YARA Rules
The Sandbox engine contains a set of YARA rules in the /home/sandbox/sandbox/transform/yara/rules folder.
If Sandbox is connected to the Internet, these YARA rules are periodically updated from a GitHub repository maintained by OPSWAT Malware Analysts. After an update, the engine recompiles the master_file.yarc file that contains all rules in a compiled form. This is crucial for efficient YARA matching.
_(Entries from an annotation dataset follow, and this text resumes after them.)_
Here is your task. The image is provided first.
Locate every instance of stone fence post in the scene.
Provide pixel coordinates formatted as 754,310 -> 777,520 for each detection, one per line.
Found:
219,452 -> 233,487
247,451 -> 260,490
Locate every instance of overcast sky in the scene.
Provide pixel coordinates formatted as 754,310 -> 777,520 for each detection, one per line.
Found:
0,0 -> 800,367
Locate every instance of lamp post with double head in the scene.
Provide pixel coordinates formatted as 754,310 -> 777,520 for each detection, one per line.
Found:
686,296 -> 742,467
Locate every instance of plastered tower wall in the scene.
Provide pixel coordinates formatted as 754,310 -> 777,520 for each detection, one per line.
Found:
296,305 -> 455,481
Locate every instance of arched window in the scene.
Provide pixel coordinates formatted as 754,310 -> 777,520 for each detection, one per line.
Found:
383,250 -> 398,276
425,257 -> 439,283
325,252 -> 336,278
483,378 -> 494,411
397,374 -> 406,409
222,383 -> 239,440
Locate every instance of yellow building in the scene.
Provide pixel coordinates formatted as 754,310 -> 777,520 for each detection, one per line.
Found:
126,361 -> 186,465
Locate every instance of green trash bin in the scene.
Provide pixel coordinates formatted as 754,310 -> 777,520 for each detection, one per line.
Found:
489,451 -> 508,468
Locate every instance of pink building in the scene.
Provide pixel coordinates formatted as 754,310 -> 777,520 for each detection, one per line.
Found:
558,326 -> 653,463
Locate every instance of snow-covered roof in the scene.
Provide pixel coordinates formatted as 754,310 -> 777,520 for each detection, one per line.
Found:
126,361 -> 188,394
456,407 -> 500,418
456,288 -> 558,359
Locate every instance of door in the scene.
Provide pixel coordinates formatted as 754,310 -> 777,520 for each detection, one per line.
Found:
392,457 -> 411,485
It is also possible to add custom YARA rules as .yar files in the /home/sandbox/sandbox/transform/yara/rules/custom folder, but it is necessary to modify the YARA update configuration to always generate master_file.yarc on Sandbox startup:
Step #1 - Open /home/sandbox/sandbox/transform.cfg in a text editor
Step #2 - Modify the configuration by adding the following property:
runYaraUpdateOnStartup=trueStep #3 - Save the file and restart the sandbox service
Property details
| Property Name | Default Value | Description |
|---|---|---|
| runYaraUpdateOnStartup | false | Main switch to enable / disable YARA updates on Sandbox startup |
Adding custom YARA rules
After this change, custom .yar files can be copied to the /home/sandbox/sandbox/transform/yara/rules/custom folder, and these YARA rules will be automatically loaded by the Sandbox engine.
After adding or modifying a custom rule, please always restart the sandbox service!
All custom changes made in the /home/sandbox/sandbox/transform/yara/rules folder will be lost during a Sandbox installation!
If you add any custom YARA rules here, please remember to save them and restore them after upgrading Sandbox!